Savage heard a cough from the doorway, turned her head to see Bryant grinning.

‘Glad somebody is happy. Princess rescuing the prince is this? Fairy-tale ending?’

‘Not at all,’ Savage said. ‘I was just telling … I … fuck, I was letting him know how much we missed him, alright?’

‘DI Davies says you’ll want a word with Budgeon before we take him. Would that be right?’

A shadow moved at the doorway and Davies materialised at Bryant’s shoulder, pale face bleached even whiter by the fluorescent light.

‘DI Savage is old-school,’ Davies said in a low voice. ‘Like you and me, Tom. I think she might want to ask Ricky about a little girl.’

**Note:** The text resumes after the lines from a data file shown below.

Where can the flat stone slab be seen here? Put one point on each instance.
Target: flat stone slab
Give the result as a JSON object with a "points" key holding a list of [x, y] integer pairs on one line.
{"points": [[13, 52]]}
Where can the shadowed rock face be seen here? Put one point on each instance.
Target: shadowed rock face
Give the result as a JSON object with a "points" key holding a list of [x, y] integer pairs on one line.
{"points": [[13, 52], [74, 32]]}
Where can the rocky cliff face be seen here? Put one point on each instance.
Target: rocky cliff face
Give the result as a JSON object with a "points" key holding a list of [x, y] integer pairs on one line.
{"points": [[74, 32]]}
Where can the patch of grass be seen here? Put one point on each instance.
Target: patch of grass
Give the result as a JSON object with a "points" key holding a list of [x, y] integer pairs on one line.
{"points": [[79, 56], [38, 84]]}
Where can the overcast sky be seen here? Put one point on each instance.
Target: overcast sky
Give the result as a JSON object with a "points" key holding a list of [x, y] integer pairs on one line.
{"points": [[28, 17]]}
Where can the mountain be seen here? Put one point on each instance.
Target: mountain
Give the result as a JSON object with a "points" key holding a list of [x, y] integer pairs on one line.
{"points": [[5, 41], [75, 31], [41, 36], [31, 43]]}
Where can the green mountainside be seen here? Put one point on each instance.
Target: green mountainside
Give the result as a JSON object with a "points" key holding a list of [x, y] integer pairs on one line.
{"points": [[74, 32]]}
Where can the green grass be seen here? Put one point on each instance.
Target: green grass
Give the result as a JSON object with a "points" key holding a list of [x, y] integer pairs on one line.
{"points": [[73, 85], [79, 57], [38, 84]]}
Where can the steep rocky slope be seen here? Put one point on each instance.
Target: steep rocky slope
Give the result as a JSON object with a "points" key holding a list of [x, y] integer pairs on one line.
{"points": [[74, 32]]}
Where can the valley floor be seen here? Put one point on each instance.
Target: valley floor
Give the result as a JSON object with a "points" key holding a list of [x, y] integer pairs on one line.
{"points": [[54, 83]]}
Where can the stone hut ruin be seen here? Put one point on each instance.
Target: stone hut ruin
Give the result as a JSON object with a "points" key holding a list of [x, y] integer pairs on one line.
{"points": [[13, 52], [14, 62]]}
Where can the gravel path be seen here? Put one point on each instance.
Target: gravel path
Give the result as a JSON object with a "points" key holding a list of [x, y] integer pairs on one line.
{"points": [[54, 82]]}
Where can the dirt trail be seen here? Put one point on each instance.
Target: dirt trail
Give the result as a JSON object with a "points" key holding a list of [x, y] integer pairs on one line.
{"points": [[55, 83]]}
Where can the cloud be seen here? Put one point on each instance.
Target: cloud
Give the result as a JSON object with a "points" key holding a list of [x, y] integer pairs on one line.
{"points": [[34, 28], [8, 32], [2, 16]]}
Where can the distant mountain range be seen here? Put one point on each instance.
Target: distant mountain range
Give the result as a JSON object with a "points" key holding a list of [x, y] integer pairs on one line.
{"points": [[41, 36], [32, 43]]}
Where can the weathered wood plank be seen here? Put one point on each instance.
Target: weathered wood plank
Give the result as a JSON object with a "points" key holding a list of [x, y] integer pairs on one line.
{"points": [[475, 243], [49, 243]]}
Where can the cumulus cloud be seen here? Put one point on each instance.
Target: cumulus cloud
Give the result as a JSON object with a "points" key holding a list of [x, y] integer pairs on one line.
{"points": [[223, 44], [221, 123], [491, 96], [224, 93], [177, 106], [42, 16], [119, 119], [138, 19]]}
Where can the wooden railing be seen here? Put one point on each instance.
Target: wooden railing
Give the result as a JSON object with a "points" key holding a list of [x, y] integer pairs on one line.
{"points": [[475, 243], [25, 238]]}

‘Huh?’ Bryant cocked his head, raised an eyebrow and nodded. ‘OK, Phil, just for you. Five minutes, Savage, and then you come to me and explain why that DC Calter of yours wouldn’t look a hell of a lot tastier in a uniform.’

Bryant strolled across to his two officers as they hauled Budgeon to his feet. Said a few words. The male officer looked over at Savage and Riley and opened his mouth to say something, but Bryant raised a finger to his lips and made a shush sound before using the same finger to point to the door. The three of them left, the officer who had been starting to protest shouldering Davies aside as he passed. Davies spat on the floor and turned and stared out into the dark.

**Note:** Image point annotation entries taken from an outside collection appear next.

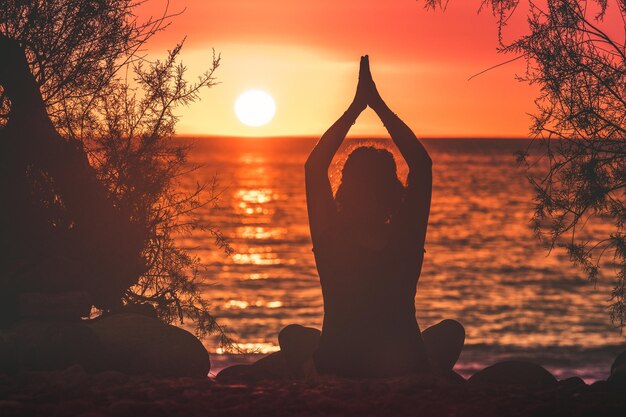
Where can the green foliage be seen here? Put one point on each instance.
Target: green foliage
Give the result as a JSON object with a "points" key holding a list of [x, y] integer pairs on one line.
{"points": [[579, 129], [99, 88]]}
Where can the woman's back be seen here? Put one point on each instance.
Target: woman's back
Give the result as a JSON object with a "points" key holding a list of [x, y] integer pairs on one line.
{"points": [[369, 283]]}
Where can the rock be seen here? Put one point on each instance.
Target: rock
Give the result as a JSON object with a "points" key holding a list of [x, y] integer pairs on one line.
{"points": [[138, 344], [47, 345], [58, 306], [514, 373], [618, 371], [298, 343]]}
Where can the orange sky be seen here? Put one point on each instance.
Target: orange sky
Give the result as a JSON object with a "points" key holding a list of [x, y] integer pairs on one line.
{"points": [[306, 54]]}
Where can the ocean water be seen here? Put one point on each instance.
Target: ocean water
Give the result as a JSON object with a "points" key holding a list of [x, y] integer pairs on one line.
{"points": [[483, 265]]}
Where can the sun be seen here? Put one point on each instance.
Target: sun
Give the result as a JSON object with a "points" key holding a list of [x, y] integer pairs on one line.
{"points": [[255, 108]]}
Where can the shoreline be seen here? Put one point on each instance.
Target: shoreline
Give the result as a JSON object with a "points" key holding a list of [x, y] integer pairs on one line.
{"points": [[562, 362]]}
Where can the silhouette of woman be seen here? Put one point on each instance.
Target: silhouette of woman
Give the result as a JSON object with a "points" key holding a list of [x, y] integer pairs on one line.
{"points": [[368, 242]]}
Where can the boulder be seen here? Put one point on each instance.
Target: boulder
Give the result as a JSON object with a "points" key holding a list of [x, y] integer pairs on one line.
{"points": [[47, 345], [138, 344], [514, 373], [298, 343], [618, 370]]}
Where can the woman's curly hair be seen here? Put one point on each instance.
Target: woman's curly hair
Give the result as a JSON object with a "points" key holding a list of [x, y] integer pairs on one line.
{"points": [[369, 179]]}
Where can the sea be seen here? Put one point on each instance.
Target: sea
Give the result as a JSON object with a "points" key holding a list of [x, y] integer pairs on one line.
{"points": [[483, 265]]}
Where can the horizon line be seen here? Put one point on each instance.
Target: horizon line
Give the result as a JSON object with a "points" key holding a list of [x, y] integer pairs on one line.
{"points": [[358, 137]]}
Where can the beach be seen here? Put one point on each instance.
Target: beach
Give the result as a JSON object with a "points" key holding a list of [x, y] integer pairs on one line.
{"points": [[73, 392]]}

‘Going to be a nice night with the weather clearing through. I think I’ll take a peek at the stars. Be out here if you need me.’

It was just the three of them now. Budgeon stood impassive, hands cuffed behind his back, breathing slowly.

‘Close, Darius,’ Budgeon said. ‘Very close. Next time there’ll be no margin for error. I’ll double-check the gas. Next time you are going to burn.’

‘There won’t be a next time, Ricky,’ Savage said. ‘You’ll be getting a whole life term for what you’ve done. You’ll be going back to meet your old mates in Full Sutton.’

‘There’s always a next time, always a way. And I’ll make sure you get your share of what’s coming too. Bitch.’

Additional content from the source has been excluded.